NEW YORK -- The questions on the ads aren't subtle: Leaving Islam? Fatwa on your head? Is your family threatening you?
A conservative activist and the organizations she leads have paid several thousand dollars for the ads to run on at least 30 city buses for a month. The ads point to a website called RefugefromIslam.com, which offers information to those wishing to leave Islam, but some Muslims are calling the ads a smoke screen for an anti-Muslim agenda.
Pamela Geller, who leads an organization called Stop Islamization of America, said the ads were meant to help provide resources for Muslims who are fearful of leaving the faith.
"It's not offensive to Muslims, it's religious freedom," she said. "It's not targeted at practicing Muslims. It doesn't say 'leave,' it says 'leaving' with a question mark."
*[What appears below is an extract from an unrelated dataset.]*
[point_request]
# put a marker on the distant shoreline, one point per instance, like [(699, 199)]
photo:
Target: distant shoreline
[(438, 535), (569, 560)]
Geller said the ad buy cost about $8,000, contributed by the readers of her blog, Atlas Shrugs, and other websites. Similar ads have run on buses in Miami, and she said ad buys were planned for other cities.
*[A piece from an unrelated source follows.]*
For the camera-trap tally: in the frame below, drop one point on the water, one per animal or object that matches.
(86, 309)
Metropolitan Transportation Authority officials said Geller's ad was reviewed and did not violate the agency's guidelines.
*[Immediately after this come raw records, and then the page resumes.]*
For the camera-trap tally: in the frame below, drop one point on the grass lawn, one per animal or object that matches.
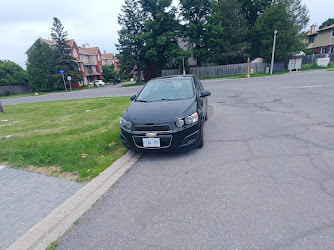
(74, 139)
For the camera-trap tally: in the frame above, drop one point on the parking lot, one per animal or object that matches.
(263, 180)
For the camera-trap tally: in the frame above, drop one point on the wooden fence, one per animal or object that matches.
(311, 59)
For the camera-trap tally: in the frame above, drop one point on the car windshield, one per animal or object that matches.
(167, 89)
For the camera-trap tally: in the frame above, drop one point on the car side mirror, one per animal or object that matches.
(205, 93)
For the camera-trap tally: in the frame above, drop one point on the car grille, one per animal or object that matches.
(152, 128)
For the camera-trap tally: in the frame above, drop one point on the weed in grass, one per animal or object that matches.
(58, 134)
(53, 245)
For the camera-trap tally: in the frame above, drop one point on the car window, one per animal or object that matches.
(167, 89)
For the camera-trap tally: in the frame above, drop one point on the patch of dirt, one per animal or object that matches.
(52, 171)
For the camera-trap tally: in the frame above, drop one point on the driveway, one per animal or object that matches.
(263, 180)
"The religion in question would not change the determination that the language in the ad does not violate guidelines," MTA spokesman Kevin Ortiz said Wednesday.
All ads are screened, MTA spokesman Aaron Donovan said. Most are reviewed by the company that handles the MTA's advertising opportunities, but some are sent to the MTA for ultimate approval.
The agency had received no complaints since the ads went up on May 14, MTA spokesman Aaron Donovan said. The 30 or so buses with the ads pass through all five boroughs of the city.
Faiza Ali, of the New York chapter of the Council on American-Islamic Relations, said the ads were based on a false premise that people face coercion to remain with Islam. She said Muslims believe faith that is forced is not true belief.
"Geller is free to say what she likes just as concerned community members are free to criticize her motives," Ali said.
Geller has a history of speaking out against Muslims, and the ads are "a smoke screen to advance her long-standing history of anti-Muslim bigotry," Ali said.
Geller said she had no problem with Muslims, but was working to "maintain the separation of mosque and state." She is also among those speaking out against the building of a mosque and cultural center near ground zero.